A total of 289 patients were enrolled from December 2011 to September 2012, with 96, 97, and 96 patients randomly assigned to fedratinib 400 mg, 500 mg, and placebo, respectively. Baseline patient characteristics are shown in eTable 1 in Supplement 2. At the analysis cutoff date (March 21, 2013), 64 (67%), 59 (61%), and 1 (1%) patients in the fedratinib 400-mg, 500-mg, and placebo groups were still receiving the originally assigned treatment. In the placebo group, 24 patients discontinued treatment and 10 patients crossed over to fedratinib before the end of week 24. After this point, 60 additional patients crossed over to fedratinib; an additional patient was randomized but died before receiving study treatment. Detailed patient disposition is shown in Figure 1.

Spleen Volume Reduction

The proportion of patients with at least a 35% reduction in spleen volume (spleen response) at 24 weeks, and confirmed 4 weeks later, was significantly higher (P < .001 for the comparison of each dose with placebo) in the fedratinib 400-mg (35 [36%]) and 500-mg (39 [40%]) groups compared with placebo (1 [1%]) (Table 1). Response rates at week 24 (without confirmation) were 47% (45 patients at 400 mg), 49% (48 patients at 500 mg), and 1% (1 patient with placebo; P < .001) (Table 1). Information regarding spleen volume reduction for patients without confirmation of spleen response at 24 weeks is shown in eTable 2 in Supplement 2. Among patients with available data, all except 3 patients in the fedratinib 400-mg group and 2 patients in the fedratinib 500-mg group experienced some degree of spleen volume reduction at 24 weeks of up to 70%, whereas a majority of patients (44 of 59 [75%]) in the placebo group had an increase in spleen volume at this point (Figure 2). Spleen response rates were higher in the fedratinib groups compared with placebo regardless of baseline platelet count, disease subtype, risk status, or JAK2 mutational status (Table 1).

Symptom Response

In patients with available baseline TSS, the proportions of patients with a reduction of at least 50% in the TSS from baseline to week 24 were 33 of 91 (36% [95% CI, 26%-46%]), 31 of 91 (34% [95% CI, 24%-44%]), and 6 of 85 (7% [95% CI, 2%-12%]) in the 400-mg, 500-mg, and placebo groups, respectively. Both active treatment groups showed clinically and statistically significant differences vs placebo on the basis of a step-down procedure for controlling multiplicity of statistical comparison (P ≤ .001 at a significance level of .025 for each comparison).
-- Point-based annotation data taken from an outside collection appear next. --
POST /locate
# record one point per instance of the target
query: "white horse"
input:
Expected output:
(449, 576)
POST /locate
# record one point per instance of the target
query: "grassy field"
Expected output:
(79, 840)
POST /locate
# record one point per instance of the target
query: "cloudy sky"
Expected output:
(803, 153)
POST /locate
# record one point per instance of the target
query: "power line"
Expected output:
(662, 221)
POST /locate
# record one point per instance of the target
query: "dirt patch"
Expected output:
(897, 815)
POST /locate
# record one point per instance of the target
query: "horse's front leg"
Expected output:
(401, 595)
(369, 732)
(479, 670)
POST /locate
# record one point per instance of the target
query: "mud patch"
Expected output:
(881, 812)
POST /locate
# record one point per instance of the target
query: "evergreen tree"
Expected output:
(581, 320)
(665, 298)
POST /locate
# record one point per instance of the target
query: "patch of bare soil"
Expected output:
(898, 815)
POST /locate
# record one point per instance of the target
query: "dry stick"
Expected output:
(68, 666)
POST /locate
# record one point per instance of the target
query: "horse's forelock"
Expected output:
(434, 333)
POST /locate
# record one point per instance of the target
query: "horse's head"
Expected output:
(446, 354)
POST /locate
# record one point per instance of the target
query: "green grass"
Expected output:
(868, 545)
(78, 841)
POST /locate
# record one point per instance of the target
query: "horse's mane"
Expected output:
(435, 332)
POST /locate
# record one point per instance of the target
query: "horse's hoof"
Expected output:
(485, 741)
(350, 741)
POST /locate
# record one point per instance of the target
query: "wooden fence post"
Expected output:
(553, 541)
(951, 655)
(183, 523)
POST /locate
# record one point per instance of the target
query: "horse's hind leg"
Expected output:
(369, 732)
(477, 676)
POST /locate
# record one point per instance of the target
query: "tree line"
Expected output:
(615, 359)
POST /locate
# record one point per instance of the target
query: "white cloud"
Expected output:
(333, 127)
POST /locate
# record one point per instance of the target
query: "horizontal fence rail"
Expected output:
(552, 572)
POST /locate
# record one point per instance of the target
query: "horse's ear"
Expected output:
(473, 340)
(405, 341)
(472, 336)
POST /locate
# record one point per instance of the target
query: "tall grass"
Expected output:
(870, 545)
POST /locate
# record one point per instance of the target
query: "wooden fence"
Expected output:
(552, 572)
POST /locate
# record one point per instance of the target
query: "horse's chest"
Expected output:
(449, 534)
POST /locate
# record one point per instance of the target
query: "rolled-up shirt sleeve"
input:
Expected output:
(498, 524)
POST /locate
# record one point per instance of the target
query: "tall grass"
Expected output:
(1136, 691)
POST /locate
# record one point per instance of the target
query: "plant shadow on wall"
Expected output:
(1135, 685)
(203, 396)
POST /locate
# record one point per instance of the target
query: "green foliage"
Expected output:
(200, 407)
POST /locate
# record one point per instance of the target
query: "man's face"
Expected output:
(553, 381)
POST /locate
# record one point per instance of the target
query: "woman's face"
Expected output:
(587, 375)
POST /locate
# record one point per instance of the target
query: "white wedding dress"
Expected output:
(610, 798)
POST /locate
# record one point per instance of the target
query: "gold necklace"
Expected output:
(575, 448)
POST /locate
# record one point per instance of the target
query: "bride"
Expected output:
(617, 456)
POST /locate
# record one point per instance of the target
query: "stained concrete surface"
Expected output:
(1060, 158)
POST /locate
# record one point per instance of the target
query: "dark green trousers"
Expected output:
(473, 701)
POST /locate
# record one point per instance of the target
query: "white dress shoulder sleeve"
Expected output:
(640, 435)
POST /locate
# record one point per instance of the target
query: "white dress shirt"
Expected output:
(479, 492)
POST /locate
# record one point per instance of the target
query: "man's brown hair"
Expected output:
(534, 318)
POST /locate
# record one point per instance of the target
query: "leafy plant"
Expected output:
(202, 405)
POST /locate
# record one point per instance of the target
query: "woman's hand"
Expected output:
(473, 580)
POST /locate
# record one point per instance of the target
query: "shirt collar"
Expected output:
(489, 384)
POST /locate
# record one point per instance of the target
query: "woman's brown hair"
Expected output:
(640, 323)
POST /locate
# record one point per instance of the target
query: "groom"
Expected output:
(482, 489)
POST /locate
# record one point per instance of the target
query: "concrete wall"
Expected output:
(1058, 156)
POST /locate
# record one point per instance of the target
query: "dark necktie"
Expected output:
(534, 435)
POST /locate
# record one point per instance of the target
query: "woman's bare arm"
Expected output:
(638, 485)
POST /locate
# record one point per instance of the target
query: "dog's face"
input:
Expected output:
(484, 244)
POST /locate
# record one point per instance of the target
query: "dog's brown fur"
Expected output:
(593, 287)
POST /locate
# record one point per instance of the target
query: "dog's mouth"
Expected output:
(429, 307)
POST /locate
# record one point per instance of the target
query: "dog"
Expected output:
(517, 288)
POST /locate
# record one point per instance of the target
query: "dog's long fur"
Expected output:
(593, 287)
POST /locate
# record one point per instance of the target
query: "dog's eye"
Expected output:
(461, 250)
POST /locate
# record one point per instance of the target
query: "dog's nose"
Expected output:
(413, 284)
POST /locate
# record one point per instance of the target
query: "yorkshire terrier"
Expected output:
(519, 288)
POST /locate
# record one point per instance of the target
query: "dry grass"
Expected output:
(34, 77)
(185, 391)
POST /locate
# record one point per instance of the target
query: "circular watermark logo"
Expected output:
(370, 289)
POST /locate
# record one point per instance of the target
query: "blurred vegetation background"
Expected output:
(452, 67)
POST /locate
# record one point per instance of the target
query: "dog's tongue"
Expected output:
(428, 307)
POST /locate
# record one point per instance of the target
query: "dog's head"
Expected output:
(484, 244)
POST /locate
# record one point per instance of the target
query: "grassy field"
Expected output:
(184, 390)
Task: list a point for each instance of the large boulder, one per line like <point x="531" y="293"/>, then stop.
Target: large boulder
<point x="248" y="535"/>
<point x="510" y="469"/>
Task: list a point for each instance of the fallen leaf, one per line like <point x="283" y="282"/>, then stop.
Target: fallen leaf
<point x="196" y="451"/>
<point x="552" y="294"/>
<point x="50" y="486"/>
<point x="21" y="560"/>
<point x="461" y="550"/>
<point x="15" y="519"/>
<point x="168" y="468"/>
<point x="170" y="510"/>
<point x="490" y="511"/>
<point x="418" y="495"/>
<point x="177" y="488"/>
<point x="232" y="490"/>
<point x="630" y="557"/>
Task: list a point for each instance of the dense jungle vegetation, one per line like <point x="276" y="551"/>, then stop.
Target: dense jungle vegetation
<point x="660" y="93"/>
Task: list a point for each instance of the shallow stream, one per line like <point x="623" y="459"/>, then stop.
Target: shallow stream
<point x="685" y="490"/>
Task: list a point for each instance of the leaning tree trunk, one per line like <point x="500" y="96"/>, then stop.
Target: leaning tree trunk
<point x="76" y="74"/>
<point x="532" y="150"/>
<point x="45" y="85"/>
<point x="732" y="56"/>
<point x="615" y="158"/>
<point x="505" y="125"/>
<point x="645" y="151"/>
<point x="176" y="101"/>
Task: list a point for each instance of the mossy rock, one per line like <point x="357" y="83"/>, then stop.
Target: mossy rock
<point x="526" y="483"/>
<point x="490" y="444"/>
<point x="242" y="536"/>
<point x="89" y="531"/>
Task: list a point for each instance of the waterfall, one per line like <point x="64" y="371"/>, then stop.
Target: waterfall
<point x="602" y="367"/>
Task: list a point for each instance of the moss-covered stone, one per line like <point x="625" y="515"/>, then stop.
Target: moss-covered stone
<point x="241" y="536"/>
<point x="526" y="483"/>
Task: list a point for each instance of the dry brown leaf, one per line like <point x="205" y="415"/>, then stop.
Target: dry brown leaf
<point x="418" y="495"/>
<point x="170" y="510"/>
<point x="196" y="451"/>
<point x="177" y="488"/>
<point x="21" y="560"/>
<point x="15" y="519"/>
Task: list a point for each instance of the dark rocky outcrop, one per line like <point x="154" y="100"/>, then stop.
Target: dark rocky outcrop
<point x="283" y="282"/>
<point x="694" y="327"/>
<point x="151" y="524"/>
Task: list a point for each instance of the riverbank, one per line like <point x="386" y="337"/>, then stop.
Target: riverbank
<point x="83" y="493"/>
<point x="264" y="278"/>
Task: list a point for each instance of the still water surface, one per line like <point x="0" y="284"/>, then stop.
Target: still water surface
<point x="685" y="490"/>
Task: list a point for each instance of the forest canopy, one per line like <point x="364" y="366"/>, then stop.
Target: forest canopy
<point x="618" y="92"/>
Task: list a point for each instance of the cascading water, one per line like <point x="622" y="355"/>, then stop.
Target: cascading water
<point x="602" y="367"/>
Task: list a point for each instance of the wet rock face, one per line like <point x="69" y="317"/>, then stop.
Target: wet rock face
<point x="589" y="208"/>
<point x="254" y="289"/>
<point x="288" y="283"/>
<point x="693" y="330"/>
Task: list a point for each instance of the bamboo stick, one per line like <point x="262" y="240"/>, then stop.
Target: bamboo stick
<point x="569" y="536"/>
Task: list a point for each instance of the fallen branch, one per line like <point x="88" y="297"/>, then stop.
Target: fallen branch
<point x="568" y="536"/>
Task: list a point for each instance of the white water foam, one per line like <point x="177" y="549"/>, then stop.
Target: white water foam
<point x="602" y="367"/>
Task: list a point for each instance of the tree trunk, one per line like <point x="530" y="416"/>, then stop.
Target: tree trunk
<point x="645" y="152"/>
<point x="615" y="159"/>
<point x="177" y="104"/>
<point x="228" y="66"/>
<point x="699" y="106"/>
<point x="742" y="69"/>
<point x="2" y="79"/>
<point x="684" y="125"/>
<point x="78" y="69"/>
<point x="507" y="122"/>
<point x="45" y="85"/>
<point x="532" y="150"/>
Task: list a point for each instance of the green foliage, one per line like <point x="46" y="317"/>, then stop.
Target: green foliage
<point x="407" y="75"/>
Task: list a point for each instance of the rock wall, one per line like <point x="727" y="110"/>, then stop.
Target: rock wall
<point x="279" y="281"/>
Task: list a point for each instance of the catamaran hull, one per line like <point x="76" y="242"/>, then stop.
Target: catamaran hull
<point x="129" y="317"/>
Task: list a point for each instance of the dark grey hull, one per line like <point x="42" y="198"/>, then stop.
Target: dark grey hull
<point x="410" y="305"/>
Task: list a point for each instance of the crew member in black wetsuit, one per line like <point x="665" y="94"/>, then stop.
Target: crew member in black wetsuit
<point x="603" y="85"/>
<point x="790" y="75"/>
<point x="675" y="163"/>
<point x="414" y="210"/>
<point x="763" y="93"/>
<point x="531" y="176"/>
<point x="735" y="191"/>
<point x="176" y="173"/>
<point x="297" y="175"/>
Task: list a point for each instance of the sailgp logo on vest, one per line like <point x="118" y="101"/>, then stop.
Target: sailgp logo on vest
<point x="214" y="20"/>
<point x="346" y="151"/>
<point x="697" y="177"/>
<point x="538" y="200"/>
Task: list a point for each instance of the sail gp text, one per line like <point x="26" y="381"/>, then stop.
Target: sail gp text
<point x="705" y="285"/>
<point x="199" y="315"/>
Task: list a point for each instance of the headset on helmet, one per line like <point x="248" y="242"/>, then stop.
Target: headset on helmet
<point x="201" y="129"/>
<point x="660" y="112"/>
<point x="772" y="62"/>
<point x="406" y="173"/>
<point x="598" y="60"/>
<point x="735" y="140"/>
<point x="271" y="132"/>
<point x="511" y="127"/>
In fedratinib-treated patients with baseline TSS greater than 0, median TSS decreased from baseline at 4 weeks, with the benefit continuing to 24 weeks (Figure 3A). The changes in TSS for individual patients at week 24 (baseline TSS > 0) are shown in Figure 3B. Twenty-six patients in the placebo group, vs 14 and 9 in the fedratinib 400-mg and 500-mg groups, showed no improvement in TSS.

JAK2 Allele Burden

At baseline, 62 of 96 (65%), 72 of 97 (74%), and 59 of 96 (61%) of patients in the 400-mg, 500-mg, and placebo groups were JAK2 V617F positive. No meaningful changes were observed in allele burden during treatment (median [range] changes at 24 weeks: +0.4% [−99% to 196%], +0.8% [−77% to 115%], and +2% [−74% to 96%] in the 400-mg, 500-mg, and placebo groups, respectively).

Safety

Among fedratinib-treated patients, 148 of 193 (77%) completed 24 weeks of treatment (400 mg, 79 of 96 [82%]; 500 mg, 69 of 97 [71%]), compared with 62 of 95 (65%) of placebo-treated patients. Details regarding drug exposure are provided in eTable 3 in Supplement 2. A total of 24 (25%) (400 mg), 32 (33%) (500 mg), and 38 (40%) (placebo) patients had discontinued treatment at the analysis cutoff date. The percentages of patients discontinuing because of AEs at any time during the first 24 weeks were 14% (13 of 96), 25% (24 of 97), and 8% (8 of 95) in the 400-mg, 500-mg, and placebo groups, respectively. Thrombocytopenia (7 patients), cardiac failure, vomiting, and diarrhea (4 patients each) were the most common AEs leading to fedratinib discontinuation (eTable 4 in Supplement 2).

The most common hematologic AE was anemia (Table 2). Fedratinib treatment was associated with a decrease in hemoglobin levels, with nadir reached after 12 to 16 weeks (eFigure 1 in Supplement 2). Thereafter, mean hemoglobin levels showed partial recovery in the 400-mg group but not in the 500-mg group. Among 19 patients who were red blood cell transfusion dependent at baseline, 15 became transfusion independent during fedratinib treatment (7 of 8 [400 mg], 5 of 5 [500 mg], and 3 of 6 [placebo]). Thirty of 178 (17%) fedratinib patients and 21 of 92 (23%) placebo patients who were transfusion independent at baseline became transfusion dependent during treatment. Rates of thrombocytopenia, leukopenia, and neutropenia were higher in both fedratinib groups vs placebo (Table 2). Fedratinib discontinuation due to thrombocytopenia was more frequent among patients with baseline platelet levels less than 100 × 103/μL (31% [400 mg, 5 of 14; 500 mg, 4 of 15] vs <1% [1 of 164] for those with baseline platelet levels ≥100 × 103/μL).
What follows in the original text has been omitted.